La nature non ciblée de certaines des mesures prises pour atténuer l'inflation - par exemple les subventions généralisées sur le carburant à la pompe en France - a parfois profité davantage aux consommateurs aisés qu'à ceux qui luttent pour s'en sortir.

Dans le même temps, l'augmentation des bénéfices des entreprises et des gains des actionnaires a commencé à aggraver le sentiment d'inégalité.

"Le mantra selon lequel nous sommes tous dans le même bateau est manifestement faux et les travailleurs ne supporteront pas ce genre de discours", a déclaré Owen Tudor, directeur adjoint de la Confédération syndicale internationale (CSI).

M. Tudor, se faisant l'écho des arguments des syndicats de toute la région, insiste sur le fait que l'Europe génère suffisamment de richesses pour maintenir des systèmes de retraite complets et empêcher les salaires du secteur public de glisser derrière l'inflation - à condition que les gouvernements prennent la décision politique de redistribuer ces richesses, par exemple par le biais d'augmentations d'impôts.

Peu d'entre eux se sont montrés prêts à le faire ces dernières années, par crainte d'une défaite électorale. L'autre option - permettre à la dette de continuer à augmenter - semble délicate : les limites de l'Union européenne en matière de déficit, qui ont été suspendues après la pandémie, s'appliqueront à nouveau à partir de 2024.

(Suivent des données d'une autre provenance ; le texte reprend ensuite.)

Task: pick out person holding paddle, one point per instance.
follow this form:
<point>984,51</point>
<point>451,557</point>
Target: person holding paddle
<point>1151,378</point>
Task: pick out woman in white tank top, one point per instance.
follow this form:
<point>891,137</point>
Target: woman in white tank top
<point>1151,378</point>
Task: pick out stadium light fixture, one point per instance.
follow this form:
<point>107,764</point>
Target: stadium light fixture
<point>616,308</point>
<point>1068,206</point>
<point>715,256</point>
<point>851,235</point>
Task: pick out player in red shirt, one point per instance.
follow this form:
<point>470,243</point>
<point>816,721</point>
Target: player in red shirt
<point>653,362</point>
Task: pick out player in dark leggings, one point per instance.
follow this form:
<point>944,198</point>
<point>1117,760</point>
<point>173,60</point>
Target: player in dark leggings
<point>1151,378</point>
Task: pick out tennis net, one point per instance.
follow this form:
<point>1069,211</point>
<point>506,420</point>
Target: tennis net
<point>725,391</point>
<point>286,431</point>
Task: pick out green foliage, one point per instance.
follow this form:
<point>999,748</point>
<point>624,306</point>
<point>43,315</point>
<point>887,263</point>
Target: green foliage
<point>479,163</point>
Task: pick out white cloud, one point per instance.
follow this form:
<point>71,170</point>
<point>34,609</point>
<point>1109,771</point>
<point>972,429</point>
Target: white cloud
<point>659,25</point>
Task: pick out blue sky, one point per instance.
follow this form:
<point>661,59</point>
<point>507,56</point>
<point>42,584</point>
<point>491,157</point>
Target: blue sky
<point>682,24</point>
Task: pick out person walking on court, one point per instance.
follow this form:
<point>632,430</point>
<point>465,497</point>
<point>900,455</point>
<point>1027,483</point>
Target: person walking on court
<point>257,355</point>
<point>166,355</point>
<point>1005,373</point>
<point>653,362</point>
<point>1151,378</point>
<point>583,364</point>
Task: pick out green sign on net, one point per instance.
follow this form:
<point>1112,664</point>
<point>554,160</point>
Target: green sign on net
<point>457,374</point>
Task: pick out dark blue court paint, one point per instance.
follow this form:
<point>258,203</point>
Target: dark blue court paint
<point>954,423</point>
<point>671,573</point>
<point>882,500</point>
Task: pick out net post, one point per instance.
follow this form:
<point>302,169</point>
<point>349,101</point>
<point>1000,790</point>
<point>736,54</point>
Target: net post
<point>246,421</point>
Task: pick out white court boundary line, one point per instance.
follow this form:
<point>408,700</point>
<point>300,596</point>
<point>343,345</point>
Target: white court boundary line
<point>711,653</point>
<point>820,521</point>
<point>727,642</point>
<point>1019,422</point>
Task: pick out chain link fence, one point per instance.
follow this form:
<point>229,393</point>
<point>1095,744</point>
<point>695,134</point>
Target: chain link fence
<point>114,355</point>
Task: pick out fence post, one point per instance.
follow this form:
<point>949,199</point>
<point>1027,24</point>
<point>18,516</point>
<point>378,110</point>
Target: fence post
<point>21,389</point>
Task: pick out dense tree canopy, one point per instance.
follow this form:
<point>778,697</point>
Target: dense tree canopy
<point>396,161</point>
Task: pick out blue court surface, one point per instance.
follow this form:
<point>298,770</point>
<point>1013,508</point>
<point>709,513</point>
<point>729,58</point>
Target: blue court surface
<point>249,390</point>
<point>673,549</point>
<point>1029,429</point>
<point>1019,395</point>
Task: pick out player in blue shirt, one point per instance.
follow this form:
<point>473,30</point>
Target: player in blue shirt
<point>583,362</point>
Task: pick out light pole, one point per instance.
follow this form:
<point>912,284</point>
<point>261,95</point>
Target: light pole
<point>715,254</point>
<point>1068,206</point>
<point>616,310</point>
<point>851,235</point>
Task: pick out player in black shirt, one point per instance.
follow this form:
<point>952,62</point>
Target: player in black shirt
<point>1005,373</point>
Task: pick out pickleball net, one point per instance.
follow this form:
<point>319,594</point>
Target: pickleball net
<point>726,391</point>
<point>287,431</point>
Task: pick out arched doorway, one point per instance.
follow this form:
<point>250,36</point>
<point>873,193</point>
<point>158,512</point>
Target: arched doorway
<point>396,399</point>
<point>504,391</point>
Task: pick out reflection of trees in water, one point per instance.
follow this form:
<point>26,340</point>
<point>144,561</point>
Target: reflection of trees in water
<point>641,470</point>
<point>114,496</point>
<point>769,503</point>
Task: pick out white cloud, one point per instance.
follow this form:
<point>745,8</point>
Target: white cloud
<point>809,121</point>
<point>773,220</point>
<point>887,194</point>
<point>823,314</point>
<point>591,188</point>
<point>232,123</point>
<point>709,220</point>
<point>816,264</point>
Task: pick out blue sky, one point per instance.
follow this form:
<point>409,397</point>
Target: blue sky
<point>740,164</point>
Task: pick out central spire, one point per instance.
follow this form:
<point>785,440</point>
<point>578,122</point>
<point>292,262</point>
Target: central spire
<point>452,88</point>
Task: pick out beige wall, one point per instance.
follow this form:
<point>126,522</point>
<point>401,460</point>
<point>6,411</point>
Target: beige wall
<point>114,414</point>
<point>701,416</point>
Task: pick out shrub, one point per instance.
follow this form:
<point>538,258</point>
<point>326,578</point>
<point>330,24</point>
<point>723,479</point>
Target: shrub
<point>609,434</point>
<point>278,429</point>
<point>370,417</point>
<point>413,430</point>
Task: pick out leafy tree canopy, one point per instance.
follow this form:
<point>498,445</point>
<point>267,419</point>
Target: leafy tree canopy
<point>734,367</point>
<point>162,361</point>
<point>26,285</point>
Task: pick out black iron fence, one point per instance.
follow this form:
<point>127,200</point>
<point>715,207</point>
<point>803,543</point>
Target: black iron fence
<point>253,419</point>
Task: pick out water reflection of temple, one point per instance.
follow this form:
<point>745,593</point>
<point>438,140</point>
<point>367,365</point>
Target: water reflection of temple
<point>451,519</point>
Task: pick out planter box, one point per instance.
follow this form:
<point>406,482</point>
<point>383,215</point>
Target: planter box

D'autres grèves menacent en Allemagne si les efforts d'arbitrage ne progressent pas, et les débrayages français qui touchent les raffineries et d'autres secteurs de l'économie continuent de bénéficier d'un fort soutien public, avec une nouvelle journée nationale de protestation prévue pour le 6 avril.

Les gouvernements de M. Macron et de M. Scholz cherchent des moyens d'apaiser les griefs, M. Macron en particulier subissant des dommages à sa popularité personnelle déjà faible.

Si le mécontentement grandit, les partis plus radicaux voient de plus en plus l'occasion d'en profiter - en particulier en France, où l'arrivée au pouvoir de Macron en 2017 à la tête d'un nouveau mouvement centriste s'est faite aux dépens des partis établis.

"Macron a mangé le centre-gauche et le centre-droit", a déclaré M. Claeys de Bruegel. "La seule alternative que les gens pourraient avoir est l'extrême-droite".